Every legitimate organisation in Australia already knows this pattern is in the wild. That is why none of them communicate this way any more. If a text asks you to log in or pay through a link, the answer is the same regardless of which brand it claims to be: do not tap the link, and go to the real site or app yourself.
How to Check a Link Before You Tap It
There are three quick checks that cover almost every scam text, and none of them take more than thirty seconds.
1. Look at the domain, not the message. On iPhone, long-press the link to see the preview. On Android, long-press and copy the link, then paste it somewhere you can read it. The bit that matters is the part just before the first single slash, that is the real domain. linkt.com.au/something is Linkt. linkt-au.com/something is not.
2. Go to the real app or site yourself. If you actually have an outstanding toll, parcel or myGov message, it will be visible in the official app. If there is nothing there, the text was a scam.
3. Run the link through a scanner. If you are still not sure, paste the URL (or the whole text message) into a free SMS or URL checker. ScanTotal's SMS analyser and URL scanner check the link against Google Safe Browsing, look for the structural patterns above, and probe the destination page without you having to visit it. If you want the longer explanation of how link-checking actually works, we have a companion post: How to Check If a Link Is Safe Before Clicking.
What to Do If You Already Paid or Entered Details
It happens, and the goal now is damage control.
- Ring your bank immediately using the number on the back of your card, not a number from any text message. Ask them to block the card and dispute the transaction. Most banks can issue a new card within a few business days.
- Change any password you entered, starting with the service you were impersonated to (myGov, Linkt, AusPost). If you reuse that password anywhere else, change it there too, attackers will try the same combination on banks, email and social media.
- Turn on two-factor authentication on the compromised account and on your email. This is the single biggest thing you can do to prevent re-entry.
- Watch your statements for about 60 days. Scammers often start with a small amount to test a stolen card, then attempt a larger transaction two to four weeks later if the first one goes through.
- Report it. Forward the original text to 7226 (the ACMA spam reporting short code), file a report with Scamwatch at scamwatch.gov.au, and if money was taken, report to your state police via the Australian Cyber Security Centre at cyber.gov.au/report.

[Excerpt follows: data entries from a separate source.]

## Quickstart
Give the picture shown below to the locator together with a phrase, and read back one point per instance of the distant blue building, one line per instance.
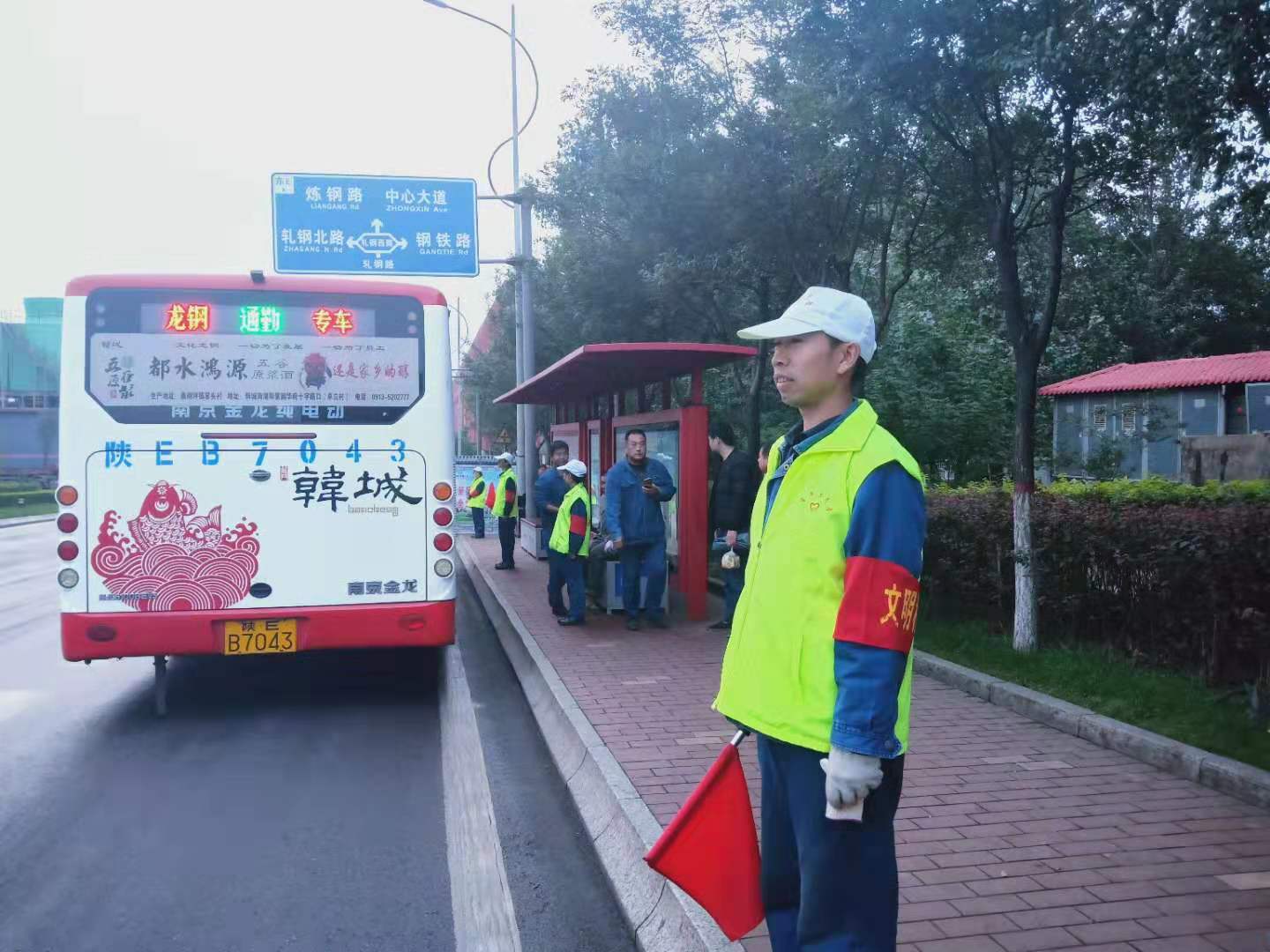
(29, 381)
(1200, 418)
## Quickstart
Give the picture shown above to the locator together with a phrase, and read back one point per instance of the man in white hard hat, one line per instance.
(819, 660)
(505, 508)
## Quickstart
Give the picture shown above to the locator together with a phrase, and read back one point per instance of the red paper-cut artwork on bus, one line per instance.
(170, 559)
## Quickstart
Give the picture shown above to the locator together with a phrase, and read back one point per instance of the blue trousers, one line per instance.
(507, 539)
(568, 573)
(828, 885)
(643, 559)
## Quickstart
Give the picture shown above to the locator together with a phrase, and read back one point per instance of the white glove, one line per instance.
(848, 778)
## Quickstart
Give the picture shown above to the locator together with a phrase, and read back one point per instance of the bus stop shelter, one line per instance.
(601, 391)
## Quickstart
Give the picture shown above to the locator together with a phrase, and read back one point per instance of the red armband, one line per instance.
(879, 605)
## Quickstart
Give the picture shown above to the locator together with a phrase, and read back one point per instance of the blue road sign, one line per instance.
(374, 225)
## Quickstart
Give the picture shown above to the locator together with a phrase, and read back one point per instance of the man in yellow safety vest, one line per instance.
(504, 507)
(819, 660)
(476, 502)
(571, 546)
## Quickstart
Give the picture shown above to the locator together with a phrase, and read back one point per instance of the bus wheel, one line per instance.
(161, 686)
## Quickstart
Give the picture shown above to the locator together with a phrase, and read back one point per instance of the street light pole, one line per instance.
(524, 316)
(524, 256)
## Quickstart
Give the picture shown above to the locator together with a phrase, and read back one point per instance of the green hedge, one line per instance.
(28, 496)
(1169, 574)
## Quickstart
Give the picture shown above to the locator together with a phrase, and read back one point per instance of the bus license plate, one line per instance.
(271, 636)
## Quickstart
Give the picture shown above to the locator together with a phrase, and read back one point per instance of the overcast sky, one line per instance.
(140, 136)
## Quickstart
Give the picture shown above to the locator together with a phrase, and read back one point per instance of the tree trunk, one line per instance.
(1025, 479)
(756, 383)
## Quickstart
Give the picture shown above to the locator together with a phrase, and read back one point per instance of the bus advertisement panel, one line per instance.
(254, 466)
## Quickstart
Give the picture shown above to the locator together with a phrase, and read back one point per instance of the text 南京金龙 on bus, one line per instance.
(253, 467)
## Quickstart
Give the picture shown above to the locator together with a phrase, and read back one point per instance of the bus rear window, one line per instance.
(263, 358)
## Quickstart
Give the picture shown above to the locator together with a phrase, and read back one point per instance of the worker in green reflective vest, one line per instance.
(819, 659)
(476, 502)
(569, 547)
(504, 507)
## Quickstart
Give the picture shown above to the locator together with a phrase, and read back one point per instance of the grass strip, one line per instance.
(1179, 706)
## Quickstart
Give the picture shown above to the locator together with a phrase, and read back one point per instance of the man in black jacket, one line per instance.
(730, 502)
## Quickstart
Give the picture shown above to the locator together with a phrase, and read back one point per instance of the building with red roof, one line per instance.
(1195, 418)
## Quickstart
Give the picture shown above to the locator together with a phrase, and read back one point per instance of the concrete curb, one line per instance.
(26, 519)
(619, 822)
(1238, 779)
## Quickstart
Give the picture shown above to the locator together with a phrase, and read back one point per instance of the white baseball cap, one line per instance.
(842, 316)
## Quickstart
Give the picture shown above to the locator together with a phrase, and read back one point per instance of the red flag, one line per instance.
(710, 850)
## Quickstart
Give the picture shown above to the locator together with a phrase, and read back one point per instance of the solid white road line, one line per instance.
(482, 900)
(13, 703)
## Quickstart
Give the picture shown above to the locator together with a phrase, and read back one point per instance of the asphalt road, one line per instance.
(290, 804)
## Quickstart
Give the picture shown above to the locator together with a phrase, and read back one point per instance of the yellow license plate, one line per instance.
(267, 636)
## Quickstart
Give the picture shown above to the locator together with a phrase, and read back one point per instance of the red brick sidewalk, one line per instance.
(1011, 836)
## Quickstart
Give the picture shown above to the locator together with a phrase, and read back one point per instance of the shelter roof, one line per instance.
(1169, 375)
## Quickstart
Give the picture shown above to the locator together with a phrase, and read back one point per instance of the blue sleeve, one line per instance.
(888, 522)
(663, 482)
(614, 504)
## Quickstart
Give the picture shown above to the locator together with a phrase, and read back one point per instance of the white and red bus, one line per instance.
(253, 466)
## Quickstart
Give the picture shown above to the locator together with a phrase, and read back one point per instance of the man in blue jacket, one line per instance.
(549, 489)
(635, 489)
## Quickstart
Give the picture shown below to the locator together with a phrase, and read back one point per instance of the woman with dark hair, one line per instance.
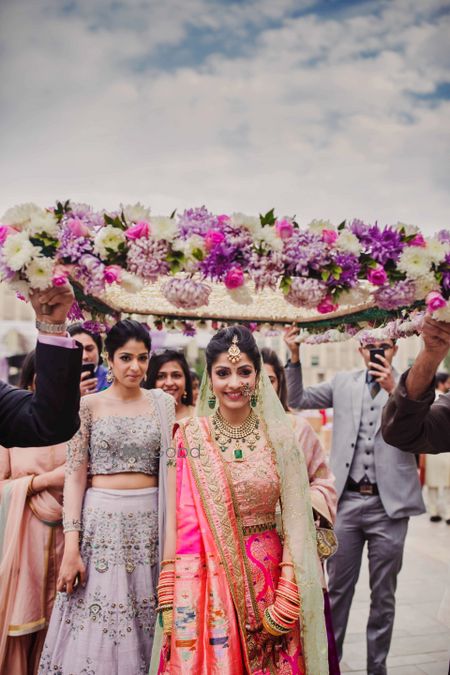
(170, 372)
(233, 598)
(93, 372)
(104, 615)
(31, 544)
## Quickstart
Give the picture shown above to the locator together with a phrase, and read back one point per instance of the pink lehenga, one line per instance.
(227, 567)
(31, 549)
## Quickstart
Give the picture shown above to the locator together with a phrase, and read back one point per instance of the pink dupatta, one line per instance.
(13, 552)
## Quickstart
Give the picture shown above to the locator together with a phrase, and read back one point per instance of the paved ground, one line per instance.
(421, 643)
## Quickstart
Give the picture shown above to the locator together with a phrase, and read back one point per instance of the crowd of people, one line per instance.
(153, 523)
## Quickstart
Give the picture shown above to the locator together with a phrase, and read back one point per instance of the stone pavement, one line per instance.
(421, 643)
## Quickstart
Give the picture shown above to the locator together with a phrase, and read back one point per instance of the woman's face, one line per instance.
(228, 381)
(90, 350)
(170, 378)
(129, 364)
(271, 374)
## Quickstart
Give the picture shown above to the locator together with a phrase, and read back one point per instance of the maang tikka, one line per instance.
(234, 353)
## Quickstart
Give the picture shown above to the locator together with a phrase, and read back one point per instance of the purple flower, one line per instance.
(305, 251)
(72, 246)
(197, 221)
(189, 329)
(381, 245)
(266, 270)
(234, 250)
(186, 293)
(400, 294)
(305, 292)
(147, 258)
(350, 267)
(75, 313)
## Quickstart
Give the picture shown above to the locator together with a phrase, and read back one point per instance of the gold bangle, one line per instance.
(30, 491)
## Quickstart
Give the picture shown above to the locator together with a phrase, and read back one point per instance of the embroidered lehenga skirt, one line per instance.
(106, 627)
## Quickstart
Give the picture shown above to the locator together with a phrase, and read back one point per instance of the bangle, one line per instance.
(53, 328)
(30, 491)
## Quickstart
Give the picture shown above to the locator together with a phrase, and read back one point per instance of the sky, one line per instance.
(320, 108)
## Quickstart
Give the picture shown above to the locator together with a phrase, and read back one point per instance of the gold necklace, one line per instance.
(244, 436)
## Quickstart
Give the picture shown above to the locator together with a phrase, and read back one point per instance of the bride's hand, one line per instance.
(72, 568)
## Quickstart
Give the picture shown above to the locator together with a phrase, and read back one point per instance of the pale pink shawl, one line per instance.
(18, 545)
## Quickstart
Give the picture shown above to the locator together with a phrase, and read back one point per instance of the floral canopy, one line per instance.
(331, 280)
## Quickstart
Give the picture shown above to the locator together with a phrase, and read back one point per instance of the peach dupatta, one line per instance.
(23, 525)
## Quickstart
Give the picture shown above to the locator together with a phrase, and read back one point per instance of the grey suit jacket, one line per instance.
(417, 426)
(397, 477)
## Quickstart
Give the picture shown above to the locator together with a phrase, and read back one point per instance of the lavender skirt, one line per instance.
(106, 628)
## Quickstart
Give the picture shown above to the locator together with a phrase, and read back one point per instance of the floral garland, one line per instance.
(320, 267)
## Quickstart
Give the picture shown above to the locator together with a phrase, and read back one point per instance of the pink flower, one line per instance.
(377, 276)
(329, 236)
(59, 280)
(418, 241)
(223, 219)
(112, 273)
(284, 228)
(435, 301)
(5, 231)
(234, 277)
(212, 238)
(327, 305)
(77, 227)
(138, 231)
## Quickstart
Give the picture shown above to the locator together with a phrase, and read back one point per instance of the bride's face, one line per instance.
(233, 383)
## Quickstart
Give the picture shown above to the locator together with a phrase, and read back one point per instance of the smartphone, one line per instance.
(375, 353)
(88, 368)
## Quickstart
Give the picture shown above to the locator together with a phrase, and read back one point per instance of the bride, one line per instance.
(234, 596)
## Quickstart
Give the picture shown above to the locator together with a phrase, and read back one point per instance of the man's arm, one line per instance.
(50, 415)
(411, 420)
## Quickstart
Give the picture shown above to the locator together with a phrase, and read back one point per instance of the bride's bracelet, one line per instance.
(73, 525)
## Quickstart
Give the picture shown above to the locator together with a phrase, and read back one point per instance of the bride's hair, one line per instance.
(221, 342)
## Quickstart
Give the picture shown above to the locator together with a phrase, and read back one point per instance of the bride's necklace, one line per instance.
(243, 437)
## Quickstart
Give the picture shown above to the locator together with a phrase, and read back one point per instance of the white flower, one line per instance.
(241, 295)
(442, 314)
(349, 242)
(425, 284)
(109, 237)
(354, 296)
(40, 273)
(437, 250)
(188, 246)
(317, 226)
(409, 229)
(18, 250)
(20, 286)
(414, 261)
(269, 236)
(21, 214)
(43, 223)
(162, 227)
(131, 283)
(135, 212)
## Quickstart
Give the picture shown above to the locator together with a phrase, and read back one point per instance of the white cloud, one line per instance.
(317, 116)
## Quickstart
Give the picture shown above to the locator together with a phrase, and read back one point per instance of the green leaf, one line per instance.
(285, 284)
(268, 218)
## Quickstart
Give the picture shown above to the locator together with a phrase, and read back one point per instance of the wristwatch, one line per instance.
(52, 328)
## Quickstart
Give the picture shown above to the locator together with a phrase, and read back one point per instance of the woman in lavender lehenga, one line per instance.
(104, 615)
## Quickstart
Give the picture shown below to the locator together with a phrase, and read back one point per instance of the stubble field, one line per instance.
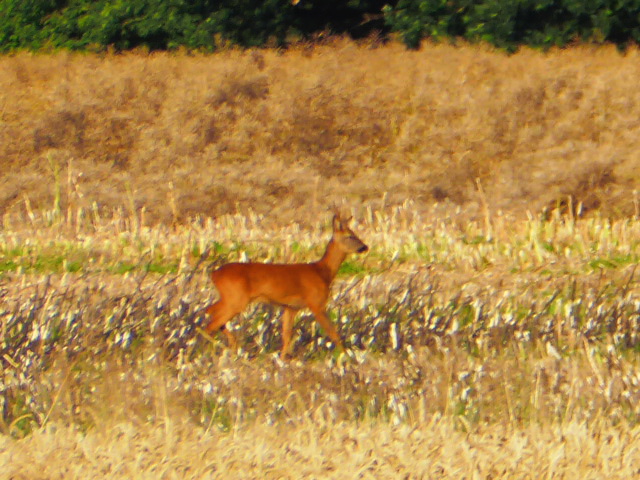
(489, 337)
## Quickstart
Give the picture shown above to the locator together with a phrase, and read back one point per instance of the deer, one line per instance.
(292, 286)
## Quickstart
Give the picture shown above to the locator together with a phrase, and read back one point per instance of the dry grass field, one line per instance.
(487, 340)
(286, 133)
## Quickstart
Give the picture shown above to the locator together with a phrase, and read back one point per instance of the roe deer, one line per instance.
(292, 286)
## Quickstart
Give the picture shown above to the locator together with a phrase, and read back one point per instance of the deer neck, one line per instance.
(331, 261)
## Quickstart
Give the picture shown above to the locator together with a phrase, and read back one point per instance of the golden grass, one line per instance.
(310, 449)
(488, 341)
(288, 133)
(502, 347)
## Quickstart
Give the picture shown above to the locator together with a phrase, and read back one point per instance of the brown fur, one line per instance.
(291, 286)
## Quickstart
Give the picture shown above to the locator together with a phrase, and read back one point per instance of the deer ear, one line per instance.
(337, 223)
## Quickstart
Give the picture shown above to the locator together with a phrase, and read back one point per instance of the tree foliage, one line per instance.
(508, 24)
(206, 24)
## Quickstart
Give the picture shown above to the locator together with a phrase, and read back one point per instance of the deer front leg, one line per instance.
(288, 316)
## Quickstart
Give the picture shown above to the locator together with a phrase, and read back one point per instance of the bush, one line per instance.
(166, 24)
(508, 24)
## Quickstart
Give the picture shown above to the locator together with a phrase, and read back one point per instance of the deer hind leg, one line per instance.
(325, 323)
(288, 316)
(220, 313)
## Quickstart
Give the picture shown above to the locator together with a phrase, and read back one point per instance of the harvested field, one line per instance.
(487, 339)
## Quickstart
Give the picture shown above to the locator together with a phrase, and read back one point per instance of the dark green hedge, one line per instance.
(166, 24)
(508, 24)
(206, 24)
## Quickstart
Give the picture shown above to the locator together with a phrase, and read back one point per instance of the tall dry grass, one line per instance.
(290, 132)
(495, 348)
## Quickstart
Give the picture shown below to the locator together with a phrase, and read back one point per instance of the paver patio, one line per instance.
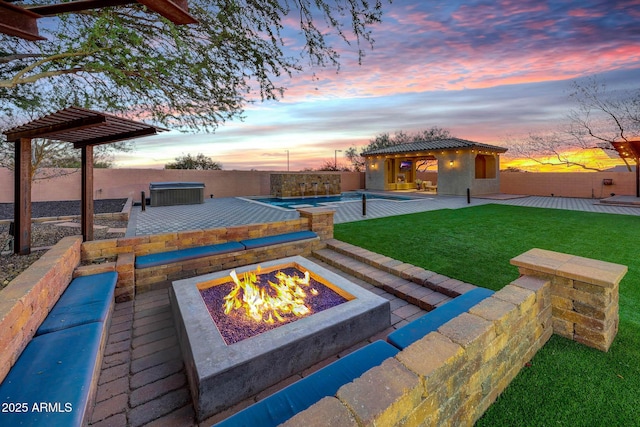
(236, 211)
(143, 380)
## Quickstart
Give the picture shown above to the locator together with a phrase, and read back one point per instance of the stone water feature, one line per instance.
(286, 185)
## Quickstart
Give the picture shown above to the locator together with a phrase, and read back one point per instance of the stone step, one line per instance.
(434, 281)
(414, 293)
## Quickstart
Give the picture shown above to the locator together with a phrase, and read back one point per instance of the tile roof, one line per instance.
(440, 144)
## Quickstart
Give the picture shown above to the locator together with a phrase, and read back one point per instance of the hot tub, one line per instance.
(176, 193)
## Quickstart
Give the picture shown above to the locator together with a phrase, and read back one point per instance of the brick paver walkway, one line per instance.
(224, 212)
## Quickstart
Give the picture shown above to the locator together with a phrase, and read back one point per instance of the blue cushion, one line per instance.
(55, 370)
(278, 238)
(153, 260)
(279, 407)
(87, 299)
(412, 332)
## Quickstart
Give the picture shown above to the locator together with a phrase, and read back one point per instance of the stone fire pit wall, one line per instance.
(453, 375)
(305, 184)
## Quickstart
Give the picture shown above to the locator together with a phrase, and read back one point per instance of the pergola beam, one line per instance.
(76, 6)
(116, 138)
(46, 131)
(85, 129)
(18, 22)
(21, 21)
(175, 11)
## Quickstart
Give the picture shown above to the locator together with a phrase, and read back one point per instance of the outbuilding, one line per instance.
(462, 165)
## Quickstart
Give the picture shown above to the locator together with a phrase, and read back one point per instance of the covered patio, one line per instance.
(461, 164)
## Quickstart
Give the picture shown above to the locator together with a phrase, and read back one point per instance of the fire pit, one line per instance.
(222, 374)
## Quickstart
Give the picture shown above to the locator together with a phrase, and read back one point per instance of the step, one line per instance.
(434, 281)
(415, 294)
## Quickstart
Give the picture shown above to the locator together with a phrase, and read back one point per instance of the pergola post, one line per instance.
(22, 197)
(87, 192)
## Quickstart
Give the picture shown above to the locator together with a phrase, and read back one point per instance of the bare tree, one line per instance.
(125, 60)
(601, 116)
(199, 162)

Helping Family Members Who Are Targeted More
The messages above land hardest on the people most likely to be managing a pension, a regular prescription or a fixed delivery routine, which is often older family members. Our guide on protecting parents from online scams covers the practical side: filtering unknown-sender messages, long-pressing a link to preview it, and agreeing on a family rule that no one ever taps a link from a text without a quick phone call first. Five minutes of that conversation is worth more than any scanner.
The scammers behind these campaigns are professional operators, not kids in a bedroom. Falling for one is not a sign of carelessness or age, these messages are engineered to beat a careful reader on a busy day. Treat every unexpected text with a link as suspect until proven otherwise, and the odds move decisively in your favour.